THE recent announcement by one of country’s stock market leaders, Delta Beverages, that it will be selling its products in United States dollars starting tomorrow should be a wake-up call to government to realise that the surrogate currency, bond note, has completely lost its lustre.
It is sad that authorities have chosen to bury their heads in the sand, pretending the bond note is trading at par with the US dollar, ignoring all the fundamentals and glaring facts on the ground that suggest otherwise.
Delta has joined fellow listed company, Simbisa Brands, which last month openly started trading in hard curreny.
Other informal businesses have been benchmarking their products in US dollar and it is beyond an iota of doubt that we are going to see a wholesome switch to this new phenomenon.
Government is fooling no one by insisting that the bond, real time gross settlement (RTGS) and US$ exchange rates are at par and yet its tax agency, the Zimbabwe Revenue Authority, is now actively levying import duty on vehicles and other items, including meat and cosmetics, in hard currency.
Other goods listed in the 2019 budget for duty in forex include fresh cheese (grated or powdered of all kinds), fresh grapes, groundnuts, margarine, selected meat products, poultry products, preserved fish and salt water.
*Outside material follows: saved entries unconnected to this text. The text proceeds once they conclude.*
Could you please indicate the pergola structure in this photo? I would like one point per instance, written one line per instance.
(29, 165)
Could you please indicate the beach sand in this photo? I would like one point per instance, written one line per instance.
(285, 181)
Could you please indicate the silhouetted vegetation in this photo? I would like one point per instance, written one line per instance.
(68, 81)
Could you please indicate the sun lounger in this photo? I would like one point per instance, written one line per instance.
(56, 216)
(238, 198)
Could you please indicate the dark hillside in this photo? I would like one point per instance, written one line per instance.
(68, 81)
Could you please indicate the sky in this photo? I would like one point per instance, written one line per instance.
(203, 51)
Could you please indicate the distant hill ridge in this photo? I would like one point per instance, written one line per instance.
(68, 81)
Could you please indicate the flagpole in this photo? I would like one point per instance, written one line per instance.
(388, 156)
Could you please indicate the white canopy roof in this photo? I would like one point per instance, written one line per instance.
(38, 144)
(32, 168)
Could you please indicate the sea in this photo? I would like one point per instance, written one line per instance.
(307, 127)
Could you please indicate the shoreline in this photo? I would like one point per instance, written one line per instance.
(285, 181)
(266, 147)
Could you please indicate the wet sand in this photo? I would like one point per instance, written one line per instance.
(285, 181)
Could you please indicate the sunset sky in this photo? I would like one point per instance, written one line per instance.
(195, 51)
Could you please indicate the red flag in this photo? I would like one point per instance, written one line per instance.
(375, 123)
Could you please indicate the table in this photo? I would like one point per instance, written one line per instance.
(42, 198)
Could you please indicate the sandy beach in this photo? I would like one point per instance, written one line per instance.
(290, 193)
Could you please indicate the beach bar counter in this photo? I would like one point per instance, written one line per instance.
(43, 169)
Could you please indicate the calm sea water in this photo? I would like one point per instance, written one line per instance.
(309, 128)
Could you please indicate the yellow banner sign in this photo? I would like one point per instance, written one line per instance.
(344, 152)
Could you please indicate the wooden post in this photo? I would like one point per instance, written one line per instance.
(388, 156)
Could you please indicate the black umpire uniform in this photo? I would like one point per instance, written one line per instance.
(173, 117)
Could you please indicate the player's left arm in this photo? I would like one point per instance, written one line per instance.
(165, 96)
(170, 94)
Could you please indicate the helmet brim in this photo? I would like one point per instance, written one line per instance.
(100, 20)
With all due respect, government must review its interpretation of the 1:1 exchange rate in the coming Monetary Policy Statement expected at the end of this month.
While the economy is increasingly re-dollarising itself, it is difficult to conceive how ordinary Zimbabweans, whose earnings are still denominated in the bond note, will manage to pay for services and products charged in foreign currency.
Already, civil servants have raised the ante, calling on their employer to pay them in hard currency or have their RTGS salaries benchmarked at the existing exchange rate after realising that inflation was fast eroding their earnings.
It’s undeniable that the bond note is on its way out, the same way as the Zimbabwe dollar, which was decommissioned in 2009 after hyper-inflation had reduced it to a mere piece of paper.
Acting President Constantino Chiwenga has rebuffed striking doctors’ request to be paid in US dollars, saying government does not print US dollars and would, therefore, not consider their demands.
It is yet to be seen on how government will navigate this terrain, given that business has now taken the lead in dollarising.